Where to start? The beginning is as good a place as any, so I sat down and thought about what I wanted this rig to do. It was, at this point, where the SR-150 came to mind. I owned one years ago, and have ever since believed that it was the most practical, user friendly rig of the tube era. Now, the SR-150 was a five-band dual conversion transceiver, and with the bottom of the solar cycle looming, I figured it'd be a bit of a waste to spend time building circuitry for bands that will likely be dead for the next few years. The SR-160, on the other hand, was Hallicrafters' "stripped down" version: Single conversion and covering only 80,40 and 20.
Features? Thinking about how I operate, I tend to use very few "bells and whistles". The SR series had RIT, which is essential, but required an outboard VFO to operate splits beyond a few KHz. One of the beauties of modern, microprocessor control is that you're able to implement multiple VFOs via software - so that was a must. Manual and decent AGC were also deemed necessary, as was front panel control over mic gain and metering of the PA current and forward and reflected power.
I debated with myself over adding a notch filter, but nixed the idea after thinking about how little I actually used the ones on my commercial rigs. But, at the same time, determined that fairly broad but decent CW and SSB filters were something I absolutely needed.
So, one night in January, I took my list of features, sat down at the computer and drew-up what I envisioned the front panel of a modern-day version of the SR-160 would look like:
Remarkably, I've changed nothing from that original drawing in the process of bringing the rig to fruition. Guess I got it right the first time. Noodling. Gotta do it.

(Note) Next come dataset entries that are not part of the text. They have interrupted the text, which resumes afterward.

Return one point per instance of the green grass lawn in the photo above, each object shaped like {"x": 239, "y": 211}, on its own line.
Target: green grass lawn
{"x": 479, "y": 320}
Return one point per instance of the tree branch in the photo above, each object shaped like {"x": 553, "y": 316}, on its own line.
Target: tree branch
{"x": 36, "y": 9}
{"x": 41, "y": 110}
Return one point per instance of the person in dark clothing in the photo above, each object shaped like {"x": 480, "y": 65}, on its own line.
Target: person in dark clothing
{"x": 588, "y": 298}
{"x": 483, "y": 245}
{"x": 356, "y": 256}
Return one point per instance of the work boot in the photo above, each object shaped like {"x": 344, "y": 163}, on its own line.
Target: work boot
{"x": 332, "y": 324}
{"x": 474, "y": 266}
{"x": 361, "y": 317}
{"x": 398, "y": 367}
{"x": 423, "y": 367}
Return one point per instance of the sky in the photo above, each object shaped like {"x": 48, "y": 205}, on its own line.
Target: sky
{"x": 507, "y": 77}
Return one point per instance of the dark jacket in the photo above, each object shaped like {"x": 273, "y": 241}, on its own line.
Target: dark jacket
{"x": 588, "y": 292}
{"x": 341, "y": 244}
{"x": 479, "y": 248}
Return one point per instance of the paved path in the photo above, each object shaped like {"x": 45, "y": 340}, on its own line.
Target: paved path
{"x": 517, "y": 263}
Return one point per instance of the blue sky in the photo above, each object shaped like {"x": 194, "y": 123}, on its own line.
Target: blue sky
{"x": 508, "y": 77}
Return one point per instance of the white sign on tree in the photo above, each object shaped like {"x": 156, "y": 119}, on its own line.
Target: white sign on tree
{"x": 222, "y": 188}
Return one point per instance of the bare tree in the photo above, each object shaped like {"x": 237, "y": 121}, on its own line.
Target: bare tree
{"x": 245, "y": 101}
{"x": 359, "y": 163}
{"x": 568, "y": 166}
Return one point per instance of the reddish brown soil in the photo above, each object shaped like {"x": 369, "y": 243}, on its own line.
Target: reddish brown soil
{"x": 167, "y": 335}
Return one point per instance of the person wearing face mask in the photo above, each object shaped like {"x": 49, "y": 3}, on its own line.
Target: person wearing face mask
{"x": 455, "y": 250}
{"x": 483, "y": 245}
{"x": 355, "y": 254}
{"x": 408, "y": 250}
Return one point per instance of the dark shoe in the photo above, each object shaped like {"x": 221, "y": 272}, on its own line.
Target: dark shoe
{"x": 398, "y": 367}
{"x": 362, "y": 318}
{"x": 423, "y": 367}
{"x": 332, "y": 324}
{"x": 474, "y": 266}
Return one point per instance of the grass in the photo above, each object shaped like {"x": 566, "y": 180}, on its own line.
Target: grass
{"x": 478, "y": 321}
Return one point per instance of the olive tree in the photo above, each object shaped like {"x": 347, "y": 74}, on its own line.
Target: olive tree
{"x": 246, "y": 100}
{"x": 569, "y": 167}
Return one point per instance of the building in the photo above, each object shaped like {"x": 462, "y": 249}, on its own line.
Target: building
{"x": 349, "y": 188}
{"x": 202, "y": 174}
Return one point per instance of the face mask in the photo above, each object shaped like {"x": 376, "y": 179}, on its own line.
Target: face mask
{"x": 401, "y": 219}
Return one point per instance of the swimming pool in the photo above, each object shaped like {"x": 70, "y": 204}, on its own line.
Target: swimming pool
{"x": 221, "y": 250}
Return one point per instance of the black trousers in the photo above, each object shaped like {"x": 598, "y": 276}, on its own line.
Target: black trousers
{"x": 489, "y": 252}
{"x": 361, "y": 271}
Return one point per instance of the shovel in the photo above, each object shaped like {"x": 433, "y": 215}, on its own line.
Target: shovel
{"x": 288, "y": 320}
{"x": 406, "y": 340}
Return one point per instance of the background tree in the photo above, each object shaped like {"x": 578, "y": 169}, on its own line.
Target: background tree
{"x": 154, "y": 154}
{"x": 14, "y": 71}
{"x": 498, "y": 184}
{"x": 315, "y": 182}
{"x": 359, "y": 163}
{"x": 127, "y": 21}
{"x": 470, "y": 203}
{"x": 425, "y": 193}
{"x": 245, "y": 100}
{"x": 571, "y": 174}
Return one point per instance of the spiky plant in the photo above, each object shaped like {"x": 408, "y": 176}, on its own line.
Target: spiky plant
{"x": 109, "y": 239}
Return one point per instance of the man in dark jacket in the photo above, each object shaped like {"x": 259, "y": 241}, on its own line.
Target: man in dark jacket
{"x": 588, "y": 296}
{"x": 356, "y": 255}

Next thing that I did was start figuring out the circuitry necessary to bring this monster to life. This involved a lot of reading, some breadboarding of trial modules (more on this later) and several iterations of block diagrams before settling on the one below:
Now that the rig is built, I'm updating the documentation and just today revised the block diagram to reflect the "As-Built" design. Again, noodling paid off as very little changed:
I think that, at this point, I've exhausted the attention span of all but the most focused individuals, so I'm going to save delving into the modularity concept and circuit blocks for another day.